Le Duc. — Qu’est-ce que c’est ?

Guerchard. — Rien… Je vous dirai ça.

Irma, entrant à droite.Mlle Kritchnoff demande à monsieur le duc un instant d’entretien.

Le Duc. — Ah !… Où est-elle ?

Irma. — Dans la chambre de Mlle Germaine.

Le Duc, allant vers la droite. — Bien, j’y vais.

Guerchard, au duc. — Non.

Le Duc. — Comment…

Guerchard. — Je vous assure…

Le Duc. — Mais…

Guerchard. — Attendez que je vous aie parlé !

Le Duc, il regarde le papier que Guerchard tient à la main, réfléchit, puis, lentement, d’une voix posée. — Eh bien, dites à Mlle Kritchnoff… dites que je suis dans le salon.

Irma. — C’est tout, monsieur le duc ?

Le Duc, même jeu. — Oui !… « Que je suis dans le salon… que j’en ai pour dix minutes. » Dites-lui exactement ça. (Sort Irma.) Elle comprendra que je suis avec vous… et alors… Mais pourquoi ?… je ne comprends pas.

Guerchard. — Je viens de recevoir ceci du juge d’instruction.

Le Duc. — Eh bien ?

Guerchard. — Eh bien ! C’est un mandat d’arrêt, monsieur le duc.

Le Duc. — Quoi !… un mandat… pas contre elle ?

Guerchard. — Si !

Le Duc. — Voyons,… mais ce n’est pas possible… l’arrêter !

Guerchard. — Il faut bien. L’interrogatoire a été terrible pour elle ; des réponses louches, embarrassées, contradictoires…

Le Duc. — Alors, vous allez l’arrêter ?

Guerchard. — Certes… Il va pour sonner.

Le Duc. — Monsieur Guerchard, elle est maintenant avec ma fiancée… Attendez au moins qu’elle soit rentrée dans sa chambre… Épargnez à l’une une émotion affreuse et à l’autre cette humiliation.

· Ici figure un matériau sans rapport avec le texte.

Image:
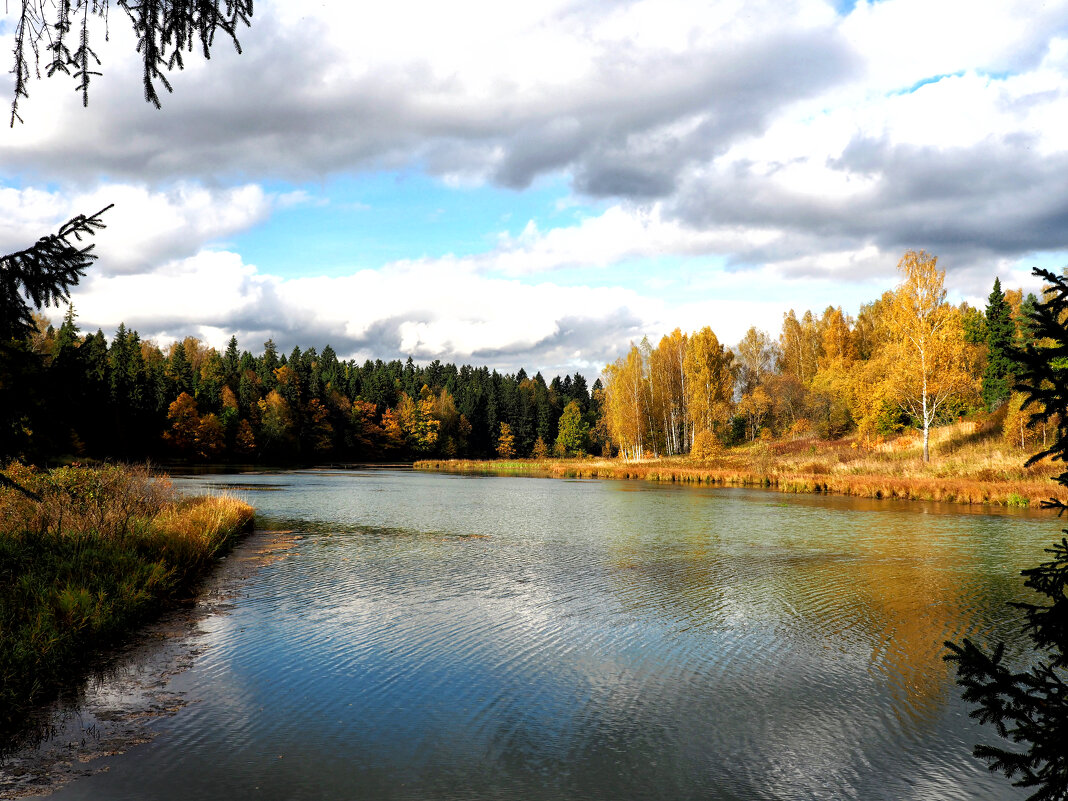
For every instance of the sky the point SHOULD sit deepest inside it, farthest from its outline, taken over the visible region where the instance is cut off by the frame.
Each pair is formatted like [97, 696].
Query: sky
[539, 185]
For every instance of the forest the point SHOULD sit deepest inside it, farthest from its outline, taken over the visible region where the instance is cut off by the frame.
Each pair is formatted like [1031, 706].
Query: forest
[908, 360]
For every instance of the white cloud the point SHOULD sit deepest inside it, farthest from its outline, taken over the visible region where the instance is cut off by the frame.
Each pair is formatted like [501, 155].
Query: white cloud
[145, 228]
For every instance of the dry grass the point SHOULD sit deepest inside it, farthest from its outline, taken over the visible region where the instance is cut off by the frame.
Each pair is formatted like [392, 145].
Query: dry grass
[100, 551]
[969, 465]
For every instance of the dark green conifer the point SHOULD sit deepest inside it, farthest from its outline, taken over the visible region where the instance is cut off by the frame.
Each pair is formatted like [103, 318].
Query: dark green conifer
[1030, 707]
[1001, 336]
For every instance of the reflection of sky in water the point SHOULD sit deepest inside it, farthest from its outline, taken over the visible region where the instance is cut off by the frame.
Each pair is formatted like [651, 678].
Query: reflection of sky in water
[595, 640]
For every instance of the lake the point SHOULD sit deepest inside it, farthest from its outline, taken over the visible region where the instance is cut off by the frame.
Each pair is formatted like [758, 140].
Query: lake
[441, 637]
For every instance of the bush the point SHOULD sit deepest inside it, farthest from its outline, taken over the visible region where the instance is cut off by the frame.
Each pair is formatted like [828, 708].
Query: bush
[705, 445]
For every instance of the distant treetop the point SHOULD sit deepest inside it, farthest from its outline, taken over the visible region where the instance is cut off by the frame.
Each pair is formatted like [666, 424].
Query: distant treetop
[166, 30]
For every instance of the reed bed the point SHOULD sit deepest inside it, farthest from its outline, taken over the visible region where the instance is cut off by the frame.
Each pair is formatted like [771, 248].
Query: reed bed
[95, 553]
[969, 466]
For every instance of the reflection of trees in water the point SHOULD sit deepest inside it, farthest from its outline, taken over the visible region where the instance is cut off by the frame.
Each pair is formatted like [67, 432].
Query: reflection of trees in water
[886, 597]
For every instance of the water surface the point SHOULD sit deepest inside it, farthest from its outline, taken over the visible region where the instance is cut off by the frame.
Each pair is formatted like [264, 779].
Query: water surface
[442, 637]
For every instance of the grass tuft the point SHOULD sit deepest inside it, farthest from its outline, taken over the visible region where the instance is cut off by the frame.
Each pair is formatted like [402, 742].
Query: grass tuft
[970, 465]
[99, 552]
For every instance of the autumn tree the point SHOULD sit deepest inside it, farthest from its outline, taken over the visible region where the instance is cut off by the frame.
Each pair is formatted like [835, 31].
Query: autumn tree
[927, 359]
[625, 402]
[184, 420]
[1000, 339]
[800, 345]
[755, 356]
[571, 439]
[506, 442]
[166, 31]
[709, 376]
[1029, 707]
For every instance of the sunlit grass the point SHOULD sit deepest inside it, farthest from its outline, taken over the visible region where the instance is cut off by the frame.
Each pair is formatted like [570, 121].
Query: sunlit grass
[100, 551]
[970, 464]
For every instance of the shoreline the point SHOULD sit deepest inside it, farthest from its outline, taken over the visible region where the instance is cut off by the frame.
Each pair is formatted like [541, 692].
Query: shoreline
[1021, 493]
[88, 556]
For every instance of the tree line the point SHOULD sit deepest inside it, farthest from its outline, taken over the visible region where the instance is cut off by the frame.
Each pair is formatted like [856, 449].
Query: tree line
[78, 394]
[908, 359]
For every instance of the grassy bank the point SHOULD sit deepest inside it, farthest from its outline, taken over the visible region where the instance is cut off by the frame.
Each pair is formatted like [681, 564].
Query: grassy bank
[969, 465]
[100, 551]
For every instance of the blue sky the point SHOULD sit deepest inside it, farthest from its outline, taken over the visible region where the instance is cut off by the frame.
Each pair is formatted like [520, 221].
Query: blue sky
[444, 189]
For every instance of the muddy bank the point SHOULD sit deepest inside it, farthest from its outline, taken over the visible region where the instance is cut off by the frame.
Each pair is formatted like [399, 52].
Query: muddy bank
[121, 703]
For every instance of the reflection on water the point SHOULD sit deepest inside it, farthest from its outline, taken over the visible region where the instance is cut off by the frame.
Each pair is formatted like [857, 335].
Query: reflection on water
[453, 637]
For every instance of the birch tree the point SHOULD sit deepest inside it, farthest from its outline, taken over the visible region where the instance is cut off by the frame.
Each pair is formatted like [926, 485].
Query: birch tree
[928, 359]
[709, 374]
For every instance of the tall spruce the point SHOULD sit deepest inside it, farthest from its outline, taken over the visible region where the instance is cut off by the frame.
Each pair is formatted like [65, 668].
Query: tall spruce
[1001, 335]
[1030, 707]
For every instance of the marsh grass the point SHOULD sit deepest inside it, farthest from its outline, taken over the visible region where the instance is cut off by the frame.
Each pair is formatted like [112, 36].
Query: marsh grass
[103, 550]
[970, 464]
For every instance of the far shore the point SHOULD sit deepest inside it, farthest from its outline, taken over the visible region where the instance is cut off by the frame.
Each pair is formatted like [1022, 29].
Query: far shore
[968, 467]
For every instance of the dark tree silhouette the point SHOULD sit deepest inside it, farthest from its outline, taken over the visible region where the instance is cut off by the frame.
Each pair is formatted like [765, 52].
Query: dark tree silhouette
[166, 30]
[1030, 708]
[44, 272]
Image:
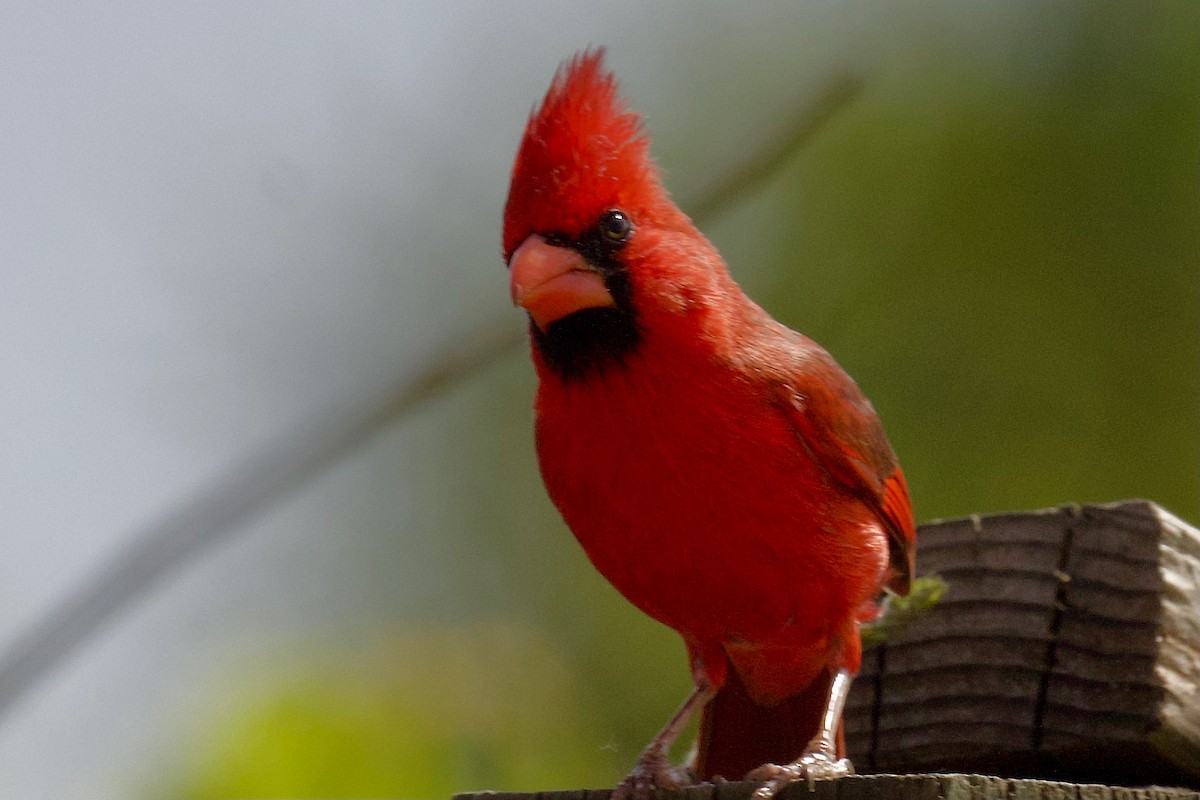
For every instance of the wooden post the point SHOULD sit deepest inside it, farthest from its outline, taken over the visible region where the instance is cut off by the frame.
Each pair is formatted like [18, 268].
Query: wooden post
[881, 787]
[1067, 647]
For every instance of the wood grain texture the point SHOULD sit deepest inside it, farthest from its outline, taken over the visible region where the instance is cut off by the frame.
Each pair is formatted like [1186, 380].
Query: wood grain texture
[882, 787]
[1067, 647]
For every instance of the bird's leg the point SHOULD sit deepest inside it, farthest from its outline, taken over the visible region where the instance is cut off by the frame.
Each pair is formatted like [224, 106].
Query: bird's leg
[820, 761]
[652, 770]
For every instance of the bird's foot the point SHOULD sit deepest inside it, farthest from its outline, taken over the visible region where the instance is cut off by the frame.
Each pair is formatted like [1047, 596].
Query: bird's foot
[652, 773]
[813, 765]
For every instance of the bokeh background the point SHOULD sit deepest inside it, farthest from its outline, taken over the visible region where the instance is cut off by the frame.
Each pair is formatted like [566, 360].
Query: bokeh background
[223, 223]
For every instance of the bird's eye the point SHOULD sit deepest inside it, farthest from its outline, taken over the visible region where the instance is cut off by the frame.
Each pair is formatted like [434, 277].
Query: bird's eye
[616, 227]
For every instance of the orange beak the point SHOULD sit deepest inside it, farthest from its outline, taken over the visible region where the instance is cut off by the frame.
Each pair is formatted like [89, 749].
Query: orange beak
[552, 282]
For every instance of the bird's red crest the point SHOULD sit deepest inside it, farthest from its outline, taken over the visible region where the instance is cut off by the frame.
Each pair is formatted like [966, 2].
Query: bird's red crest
[582, 152]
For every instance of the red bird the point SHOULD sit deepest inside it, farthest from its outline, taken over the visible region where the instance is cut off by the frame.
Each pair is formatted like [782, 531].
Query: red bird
[718, 468]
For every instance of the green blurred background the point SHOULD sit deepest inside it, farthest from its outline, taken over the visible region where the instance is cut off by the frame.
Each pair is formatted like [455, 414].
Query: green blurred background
[1005, 259]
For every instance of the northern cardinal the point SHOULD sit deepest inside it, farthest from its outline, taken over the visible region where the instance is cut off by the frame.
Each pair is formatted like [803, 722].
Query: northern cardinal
[721, 470]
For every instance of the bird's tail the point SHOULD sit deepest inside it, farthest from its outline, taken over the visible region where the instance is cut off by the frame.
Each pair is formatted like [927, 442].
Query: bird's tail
[737, 734]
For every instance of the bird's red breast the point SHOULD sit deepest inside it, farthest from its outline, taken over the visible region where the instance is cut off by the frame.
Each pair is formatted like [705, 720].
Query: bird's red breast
[721, 470]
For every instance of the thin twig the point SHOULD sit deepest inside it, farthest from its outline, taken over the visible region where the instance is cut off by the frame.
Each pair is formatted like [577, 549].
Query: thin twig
[186, 531]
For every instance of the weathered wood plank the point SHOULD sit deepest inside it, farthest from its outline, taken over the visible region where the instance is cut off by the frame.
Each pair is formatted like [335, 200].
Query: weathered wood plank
[1067, 647]
[882, 787]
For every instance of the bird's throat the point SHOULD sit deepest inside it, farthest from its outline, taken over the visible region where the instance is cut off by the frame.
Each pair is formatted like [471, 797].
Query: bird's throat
[587, 342]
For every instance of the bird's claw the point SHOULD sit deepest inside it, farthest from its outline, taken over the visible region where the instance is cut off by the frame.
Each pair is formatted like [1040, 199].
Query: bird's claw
[652, 774]
[813, 765]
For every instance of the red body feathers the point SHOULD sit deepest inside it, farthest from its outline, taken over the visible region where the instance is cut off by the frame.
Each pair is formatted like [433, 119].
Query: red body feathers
[721, 470]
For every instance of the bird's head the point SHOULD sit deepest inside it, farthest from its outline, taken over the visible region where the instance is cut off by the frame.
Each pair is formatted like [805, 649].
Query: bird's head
[586, 206]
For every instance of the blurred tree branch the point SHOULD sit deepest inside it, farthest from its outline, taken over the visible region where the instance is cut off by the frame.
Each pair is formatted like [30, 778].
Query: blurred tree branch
[184, 533]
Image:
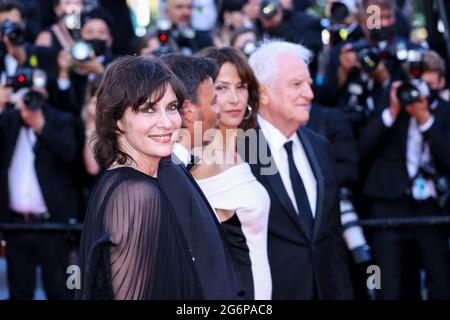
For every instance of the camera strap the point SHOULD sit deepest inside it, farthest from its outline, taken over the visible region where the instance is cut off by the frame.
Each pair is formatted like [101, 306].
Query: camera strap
[422, 186]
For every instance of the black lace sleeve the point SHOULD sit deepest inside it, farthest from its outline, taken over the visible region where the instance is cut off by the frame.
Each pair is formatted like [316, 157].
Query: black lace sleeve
[132, 219]
[120, 240]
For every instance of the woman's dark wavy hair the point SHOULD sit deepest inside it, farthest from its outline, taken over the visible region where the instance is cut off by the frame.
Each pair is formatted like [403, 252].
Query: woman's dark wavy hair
[238, 59]
[127, 83]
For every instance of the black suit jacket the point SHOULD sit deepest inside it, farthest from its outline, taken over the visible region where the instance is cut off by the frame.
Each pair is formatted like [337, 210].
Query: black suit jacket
[213, 260]
[306, 263]
[56, 149]
[332, 124]
[383, 152]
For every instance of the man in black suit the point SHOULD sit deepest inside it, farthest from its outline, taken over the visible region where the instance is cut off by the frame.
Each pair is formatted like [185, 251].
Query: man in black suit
[179, 13]
[213, 258]
[37, 149]
[307, 255]
[399, 145]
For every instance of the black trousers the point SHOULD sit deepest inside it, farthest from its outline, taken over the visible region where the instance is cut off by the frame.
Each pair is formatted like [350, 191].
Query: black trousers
[391, 247]
[24, 252]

Guerchard. — Il le faut ! (Il sonne. À Boursin qui entre.) J’ai le mandat d’arrêt contre Mlle Kritchnoff… Le planton est toujours en bas, devant la porte ?

Boursin. — Oui.

Guerchard, appuyant sur les mots. — Dis-lui bien qu’on ne peut sortir que sur un visa de moi et sur ma carte.

Sort Boursin.

Le Duc, qui pendant ce temps est resté visiblement pensif. — Enfin, il faut l’arrêter… il faut l’arrêter…

Guerchard. — Dame ! vous comprenez, n’est-ce pas ? Croyez que, personnellement, je n’ai contre Mlle Kritchnoff aucune animosité. Elle me serait presque sympathique, cette petite.